Planem urlopów nie obejmuje się części urlopu udzielanego pracownikowi, czyli tzw. urlopu „na żądanie”. Pracodawca nie ustala planu urlopów, jeżeli zakładowa organizacja związkowa wyraziła na to zgodę lub gdy u danego pracodawcy nie działa zakładowa organizacja związkowa. W takich przypadkach pracodawca ustala termin urlopu po porozumieniu z pracownikiem biorąc pod uwagę wniosek pracownika i konieczność zapewnienia normalnego toku pracy.
Zgodnie z Kodeksem pracy pracodawca zobowiązany jest udzielić pracownikowi urlopu w tym roku kalendarzowym, w którym w którym pracownik uzyskał do niego prawo.
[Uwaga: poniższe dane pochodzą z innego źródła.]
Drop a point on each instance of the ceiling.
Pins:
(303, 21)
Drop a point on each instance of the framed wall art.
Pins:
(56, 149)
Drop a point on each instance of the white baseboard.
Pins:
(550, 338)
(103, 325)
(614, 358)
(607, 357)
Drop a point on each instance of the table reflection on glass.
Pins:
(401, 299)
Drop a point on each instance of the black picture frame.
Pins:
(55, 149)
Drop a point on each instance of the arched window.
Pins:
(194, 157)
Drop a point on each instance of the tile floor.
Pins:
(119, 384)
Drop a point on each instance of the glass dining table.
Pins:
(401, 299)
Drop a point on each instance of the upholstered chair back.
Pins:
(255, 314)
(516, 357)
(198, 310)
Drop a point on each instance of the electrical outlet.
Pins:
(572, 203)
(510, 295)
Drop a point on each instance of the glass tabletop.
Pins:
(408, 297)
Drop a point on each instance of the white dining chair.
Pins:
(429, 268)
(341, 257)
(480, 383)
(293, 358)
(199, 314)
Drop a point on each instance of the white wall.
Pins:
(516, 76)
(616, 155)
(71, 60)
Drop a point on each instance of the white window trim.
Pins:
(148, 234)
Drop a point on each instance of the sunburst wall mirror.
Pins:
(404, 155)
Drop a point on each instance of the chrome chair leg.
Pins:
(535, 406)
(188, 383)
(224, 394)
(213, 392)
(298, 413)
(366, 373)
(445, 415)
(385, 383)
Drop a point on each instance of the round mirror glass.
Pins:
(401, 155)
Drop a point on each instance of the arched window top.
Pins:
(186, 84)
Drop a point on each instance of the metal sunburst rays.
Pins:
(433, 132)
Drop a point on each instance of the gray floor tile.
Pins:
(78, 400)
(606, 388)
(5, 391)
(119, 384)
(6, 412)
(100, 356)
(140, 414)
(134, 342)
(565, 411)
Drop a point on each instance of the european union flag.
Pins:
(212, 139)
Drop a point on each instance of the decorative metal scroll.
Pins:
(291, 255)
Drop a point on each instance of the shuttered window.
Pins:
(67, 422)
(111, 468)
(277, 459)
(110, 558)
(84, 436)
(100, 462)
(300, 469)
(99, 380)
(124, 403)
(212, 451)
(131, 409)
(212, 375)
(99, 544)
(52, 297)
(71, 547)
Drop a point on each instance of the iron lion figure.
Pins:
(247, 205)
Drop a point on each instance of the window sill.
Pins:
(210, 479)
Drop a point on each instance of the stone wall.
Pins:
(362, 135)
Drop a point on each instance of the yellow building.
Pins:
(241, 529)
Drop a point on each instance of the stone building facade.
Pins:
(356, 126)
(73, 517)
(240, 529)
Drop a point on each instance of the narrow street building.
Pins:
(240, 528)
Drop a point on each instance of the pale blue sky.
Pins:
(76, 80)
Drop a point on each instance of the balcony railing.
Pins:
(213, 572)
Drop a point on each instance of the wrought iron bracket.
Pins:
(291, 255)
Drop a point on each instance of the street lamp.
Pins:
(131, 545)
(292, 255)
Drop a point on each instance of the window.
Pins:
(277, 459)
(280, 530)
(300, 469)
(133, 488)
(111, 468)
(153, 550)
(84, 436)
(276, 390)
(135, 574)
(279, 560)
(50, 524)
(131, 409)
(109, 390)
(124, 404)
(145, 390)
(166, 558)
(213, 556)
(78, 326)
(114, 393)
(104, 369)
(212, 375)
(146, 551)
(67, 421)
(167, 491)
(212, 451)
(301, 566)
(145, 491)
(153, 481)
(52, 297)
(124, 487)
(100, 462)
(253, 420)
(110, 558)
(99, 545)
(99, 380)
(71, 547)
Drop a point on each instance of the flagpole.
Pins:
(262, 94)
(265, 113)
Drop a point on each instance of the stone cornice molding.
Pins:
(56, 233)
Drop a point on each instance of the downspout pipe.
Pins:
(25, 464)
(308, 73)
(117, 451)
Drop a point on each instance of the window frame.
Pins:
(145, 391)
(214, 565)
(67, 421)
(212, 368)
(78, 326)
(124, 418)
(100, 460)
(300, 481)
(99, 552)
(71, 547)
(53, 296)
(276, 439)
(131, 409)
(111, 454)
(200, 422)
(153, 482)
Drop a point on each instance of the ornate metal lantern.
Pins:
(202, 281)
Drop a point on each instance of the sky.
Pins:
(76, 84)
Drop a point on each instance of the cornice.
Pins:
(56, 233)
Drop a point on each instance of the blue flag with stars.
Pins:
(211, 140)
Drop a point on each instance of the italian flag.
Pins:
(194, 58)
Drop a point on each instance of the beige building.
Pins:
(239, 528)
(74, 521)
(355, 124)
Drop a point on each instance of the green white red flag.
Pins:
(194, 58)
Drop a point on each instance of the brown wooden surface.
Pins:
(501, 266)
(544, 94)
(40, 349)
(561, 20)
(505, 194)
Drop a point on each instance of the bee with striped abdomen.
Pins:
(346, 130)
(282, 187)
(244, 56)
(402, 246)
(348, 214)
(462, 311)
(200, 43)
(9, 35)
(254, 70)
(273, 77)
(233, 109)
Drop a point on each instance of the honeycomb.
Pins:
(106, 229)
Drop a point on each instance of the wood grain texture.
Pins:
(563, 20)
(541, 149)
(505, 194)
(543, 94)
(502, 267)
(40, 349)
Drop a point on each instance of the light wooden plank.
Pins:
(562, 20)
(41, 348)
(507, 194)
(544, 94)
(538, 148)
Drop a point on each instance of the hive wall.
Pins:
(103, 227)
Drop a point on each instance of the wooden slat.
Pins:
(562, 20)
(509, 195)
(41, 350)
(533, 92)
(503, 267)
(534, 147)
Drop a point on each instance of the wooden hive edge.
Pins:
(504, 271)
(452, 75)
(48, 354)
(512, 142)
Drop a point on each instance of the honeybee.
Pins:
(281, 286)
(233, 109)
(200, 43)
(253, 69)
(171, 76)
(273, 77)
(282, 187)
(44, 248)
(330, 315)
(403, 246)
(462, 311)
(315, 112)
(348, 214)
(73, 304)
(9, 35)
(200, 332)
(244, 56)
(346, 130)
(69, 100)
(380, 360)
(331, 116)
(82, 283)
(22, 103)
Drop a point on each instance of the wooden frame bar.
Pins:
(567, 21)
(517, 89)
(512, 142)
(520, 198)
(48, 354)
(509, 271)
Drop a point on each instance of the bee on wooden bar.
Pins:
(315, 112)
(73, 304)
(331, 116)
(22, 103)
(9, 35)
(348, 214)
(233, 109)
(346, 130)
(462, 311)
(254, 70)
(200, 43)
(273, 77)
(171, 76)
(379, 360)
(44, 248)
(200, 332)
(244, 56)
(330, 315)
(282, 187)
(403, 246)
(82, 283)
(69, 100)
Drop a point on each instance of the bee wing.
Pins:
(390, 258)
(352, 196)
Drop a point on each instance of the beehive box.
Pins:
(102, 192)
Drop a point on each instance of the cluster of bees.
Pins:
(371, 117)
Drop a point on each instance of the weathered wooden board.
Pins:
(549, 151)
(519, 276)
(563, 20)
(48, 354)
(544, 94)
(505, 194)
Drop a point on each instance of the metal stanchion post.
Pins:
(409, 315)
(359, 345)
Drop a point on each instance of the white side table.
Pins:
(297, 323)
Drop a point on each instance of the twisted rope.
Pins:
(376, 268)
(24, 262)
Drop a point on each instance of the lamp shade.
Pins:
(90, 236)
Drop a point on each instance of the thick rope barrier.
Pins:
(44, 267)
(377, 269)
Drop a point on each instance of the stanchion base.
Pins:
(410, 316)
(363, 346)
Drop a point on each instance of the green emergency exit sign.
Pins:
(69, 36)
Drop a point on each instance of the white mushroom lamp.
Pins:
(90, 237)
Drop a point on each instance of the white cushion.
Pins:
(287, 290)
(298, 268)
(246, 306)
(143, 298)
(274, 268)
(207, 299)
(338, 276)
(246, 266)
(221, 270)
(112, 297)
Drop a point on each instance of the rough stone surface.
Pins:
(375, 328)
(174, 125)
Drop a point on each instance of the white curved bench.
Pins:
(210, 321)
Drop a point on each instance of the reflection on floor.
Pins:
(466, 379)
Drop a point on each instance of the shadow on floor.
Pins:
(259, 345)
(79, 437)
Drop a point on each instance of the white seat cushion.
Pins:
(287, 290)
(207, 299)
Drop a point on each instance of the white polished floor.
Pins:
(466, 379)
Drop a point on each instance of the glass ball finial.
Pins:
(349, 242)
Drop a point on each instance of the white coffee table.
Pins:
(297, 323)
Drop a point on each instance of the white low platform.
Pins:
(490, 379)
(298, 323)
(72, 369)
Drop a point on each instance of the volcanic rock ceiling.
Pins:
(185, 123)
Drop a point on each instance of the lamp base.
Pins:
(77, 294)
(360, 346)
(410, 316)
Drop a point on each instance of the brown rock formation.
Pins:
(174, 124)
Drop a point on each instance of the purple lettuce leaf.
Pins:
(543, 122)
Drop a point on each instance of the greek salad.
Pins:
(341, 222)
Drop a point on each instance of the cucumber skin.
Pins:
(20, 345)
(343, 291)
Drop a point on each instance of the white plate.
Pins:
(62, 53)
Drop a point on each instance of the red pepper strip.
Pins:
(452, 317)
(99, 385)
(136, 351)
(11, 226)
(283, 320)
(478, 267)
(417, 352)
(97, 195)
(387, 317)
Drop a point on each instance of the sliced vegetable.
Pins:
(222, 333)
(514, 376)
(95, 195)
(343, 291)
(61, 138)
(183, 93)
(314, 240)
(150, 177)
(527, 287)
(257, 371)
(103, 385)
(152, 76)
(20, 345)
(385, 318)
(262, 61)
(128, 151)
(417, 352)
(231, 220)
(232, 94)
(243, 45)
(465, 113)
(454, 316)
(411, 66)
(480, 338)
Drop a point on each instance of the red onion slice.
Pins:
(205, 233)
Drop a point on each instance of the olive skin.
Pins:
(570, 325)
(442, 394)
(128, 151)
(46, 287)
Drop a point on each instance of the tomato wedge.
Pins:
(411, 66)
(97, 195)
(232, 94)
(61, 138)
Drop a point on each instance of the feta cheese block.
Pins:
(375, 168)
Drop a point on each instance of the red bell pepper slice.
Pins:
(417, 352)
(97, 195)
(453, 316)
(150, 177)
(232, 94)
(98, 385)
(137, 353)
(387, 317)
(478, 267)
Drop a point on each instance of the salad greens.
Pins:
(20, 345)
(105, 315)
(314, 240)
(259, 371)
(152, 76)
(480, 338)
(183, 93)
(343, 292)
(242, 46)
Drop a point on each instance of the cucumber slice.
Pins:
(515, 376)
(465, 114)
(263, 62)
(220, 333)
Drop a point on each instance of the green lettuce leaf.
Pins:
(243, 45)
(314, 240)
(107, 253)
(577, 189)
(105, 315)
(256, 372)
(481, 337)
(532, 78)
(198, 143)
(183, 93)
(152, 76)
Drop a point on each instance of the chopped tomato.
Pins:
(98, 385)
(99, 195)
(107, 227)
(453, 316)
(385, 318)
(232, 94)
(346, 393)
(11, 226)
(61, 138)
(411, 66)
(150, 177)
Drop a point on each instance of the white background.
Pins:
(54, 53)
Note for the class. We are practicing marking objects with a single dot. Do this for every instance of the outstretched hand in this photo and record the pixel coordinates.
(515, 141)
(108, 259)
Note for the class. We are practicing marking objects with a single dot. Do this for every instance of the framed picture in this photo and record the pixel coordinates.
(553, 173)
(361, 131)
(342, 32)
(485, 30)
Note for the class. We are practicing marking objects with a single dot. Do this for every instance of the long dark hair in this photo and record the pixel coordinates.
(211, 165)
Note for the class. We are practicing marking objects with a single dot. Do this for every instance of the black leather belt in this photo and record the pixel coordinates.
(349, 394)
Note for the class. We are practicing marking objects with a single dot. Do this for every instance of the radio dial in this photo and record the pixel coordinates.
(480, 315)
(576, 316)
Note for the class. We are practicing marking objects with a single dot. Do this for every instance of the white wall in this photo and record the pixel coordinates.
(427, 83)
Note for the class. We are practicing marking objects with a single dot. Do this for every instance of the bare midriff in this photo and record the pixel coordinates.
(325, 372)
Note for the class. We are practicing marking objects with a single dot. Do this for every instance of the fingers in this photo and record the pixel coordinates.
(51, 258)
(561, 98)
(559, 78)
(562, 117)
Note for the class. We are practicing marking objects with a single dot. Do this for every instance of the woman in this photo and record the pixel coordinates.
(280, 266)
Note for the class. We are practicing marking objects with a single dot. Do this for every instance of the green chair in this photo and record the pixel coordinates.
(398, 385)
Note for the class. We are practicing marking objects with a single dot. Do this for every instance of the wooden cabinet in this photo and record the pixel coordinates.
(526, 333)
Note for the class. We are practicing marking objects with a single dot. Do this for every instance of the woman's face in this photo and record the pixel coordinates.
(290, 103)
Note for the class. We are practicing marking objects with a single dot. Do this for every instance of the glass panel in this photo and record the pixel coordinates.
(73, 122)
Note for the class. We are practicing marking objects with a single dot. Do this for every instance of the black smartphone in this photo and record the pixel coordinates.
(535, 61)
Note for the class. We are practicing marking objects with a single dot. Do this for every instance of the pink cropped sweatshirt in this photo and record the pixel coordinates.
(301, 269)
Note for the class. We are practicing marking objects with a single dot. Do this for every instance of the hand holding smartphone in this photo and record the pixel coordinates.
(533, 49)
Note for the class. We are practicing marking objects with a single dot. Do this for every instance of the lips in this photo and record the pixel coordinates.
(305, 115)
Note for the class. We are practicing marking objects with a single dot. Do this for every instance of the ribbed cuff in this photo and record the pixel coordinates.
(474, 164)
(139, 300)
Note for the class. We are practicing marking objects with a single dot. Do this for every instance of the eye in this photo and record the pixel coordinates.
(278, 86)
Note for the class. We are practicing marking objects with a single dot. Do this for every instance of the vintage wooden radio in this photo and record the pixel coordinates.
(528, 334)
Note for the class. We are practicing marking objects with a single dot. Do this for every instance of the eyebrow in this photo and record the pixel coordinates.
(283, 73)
Jeżeli z przyczyn leżących po stronie pracodawcy lub pracownika pracownik nie wykorzysta całego urlopu do końca roku, z dniem 1 stycznia następnego roku urlop ten stanie się urlopem zaległym.
Udzielenie pracownikowi urlopu wypoczynkowego przez pracodawcę w drodze jednostronnej decyzji, czyli bez zgody pracownika, jest dopuszczalne jedynie w przypadku polecenia wykorzystania przez pracownika urlopu zaległego oraz w przypadku polecenia wykorzystania przez pracownika przysługującego mu urlopu w okresie wypowiedzenia.
Oznacza to, że pracodawca może „wysłać” pracownika na zaległy urlop, czyli niewykorzystany w roku 2019, szczególnie w okresie epidemii, tzn. w czasie, gdy jego zakład pracy został zamknięty zgodnie z odrębnymi przepisami lub nastąpiły inne uzasadniające okoliczności związane z epidemią. Dotyczy to jednak wyłącznie urlopu zaległego. Termin wykorzystania zaległego urlopu upływa 30 września danego roku.